Who was his source? Not everybody trusts him!

Ciarán Byrne says that Colgrave’s band were also from the 129th Baluchis, but I trust Carew more. I think that, in General Willcocks’s discussion of the 57th at Hollebeke, Colgrave is the officer referred to here:

It is instructive to read in the reports that some of the men in Messines “had the good fortune” to come across an officer who spoke Hindustani, and was thus able to direct them to rejoin their Headquarters (Willcocks 1920).

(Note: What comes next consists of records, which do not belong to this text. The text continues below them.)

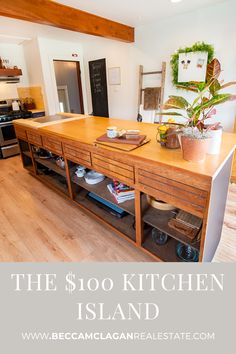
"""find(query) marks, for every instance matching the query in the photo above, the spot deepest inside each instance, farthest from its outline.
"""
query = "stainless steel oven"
(8, 141)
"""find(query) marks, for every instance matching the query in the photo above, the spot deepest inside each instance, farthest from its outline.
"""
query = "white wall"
(66, 75)
(215, 25)
(15, 54)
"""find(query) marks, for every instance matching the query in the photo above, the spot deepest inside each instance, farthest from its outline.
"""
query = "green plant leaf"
(214, 101)
(228, 84)
(197, 47)
(187, 88)
(175, 102)
(214, 87)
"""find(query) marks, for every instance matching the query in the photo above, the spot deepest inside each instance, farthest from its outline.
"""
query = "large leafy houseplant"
(208, 96)
(203, 106)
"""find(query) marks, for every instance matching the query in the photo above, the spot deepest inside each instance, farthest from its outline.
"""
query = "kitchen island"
(197, 188)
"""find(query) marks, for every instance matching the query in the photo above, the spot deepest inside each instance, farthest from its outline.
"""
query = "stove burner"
(8, 117)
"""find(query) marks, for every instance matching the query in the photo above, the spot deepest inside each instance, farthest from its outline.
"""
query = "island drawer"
(52, 144)
(113, 168)
(20, 133)
(77, 154)
(34, 138)
(182, 196)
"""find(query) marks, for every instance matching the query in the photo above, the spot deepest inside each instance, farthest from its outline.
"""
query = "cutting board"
(104, 138)
(122, 146)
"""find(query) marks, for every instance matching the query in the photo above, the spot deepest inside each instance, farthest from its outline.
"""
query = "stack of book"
(120, 191)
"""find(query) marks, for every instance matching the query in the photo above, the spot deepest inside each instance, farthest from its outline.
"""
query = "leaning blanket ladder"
(162, 72)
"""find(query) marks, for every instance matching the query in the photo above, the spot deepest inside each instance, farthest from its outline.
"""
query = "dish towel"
(147, 116)
(152, 97)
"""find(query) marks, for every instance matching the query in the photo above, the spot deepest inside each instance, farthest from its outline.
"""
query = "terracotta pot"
(194, 149)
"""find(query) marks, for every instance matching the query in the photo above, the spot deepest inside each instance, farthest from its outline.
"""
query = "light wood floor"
(37, 225)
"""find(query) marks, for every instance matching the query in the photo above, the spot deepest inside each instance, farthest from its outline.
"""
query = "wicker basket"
(158, 204)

Khudadad Khan of the 129th Baluchis won a VC on the following day:

In October 1914, when the Germans launched the First Battle of Ypres, the newly arrived 129th Baluchis were rushed to the frontline to support the hard-pressed British troops. On 31 October, two companies of the Baluchis bore the brunt of the main German attack near the village of Gheluvelt in Hollebeke Sector. The out-numbered Baluchis fought gallantly but were overwhelmed after suffering heavy casualties. Sepoy Khudadad Khan’s machine-gun team, along with one other, kept their guns in action throughout the day, preventing the Germans from making the final breakthrough. The other gun was disabled by a shell and eventually, Khudadad Khan’s own team was overrun. All the men were killed by bullets or bayonets except Khudadad Khan who, despite being badly wounded, had continued working his gun. He was left for dead by the enemy but managed to crawl back to his regiment during the night. Thanks to his bravery, and that of his fellow Baluchis, the Germans were held up just long enough for Indian and British reinforcements to arrive. They strengthened the line, and prevented the German Army from reaching the vital ports; Khan was awarded the Victoria Cross.

Khan also figures in Carew.

Michael Keary has some excellent excerpts from the letters of Henry D’Urban Keary, who commanded an Indian Division on the Western Front, e.g.

Douglas Haig and French hate the Indian Army and want to get rid of the whole thing… No recognition of anything good … I think no-one in the Indian Corps feels safe or induced to do his best… I suppose this is the penalty for going into the Indian Army and having the bad luck to be sent to France where we are in a minority, rather than to Egypt or Dardanelles where they are equal or a majority (Keary 2021).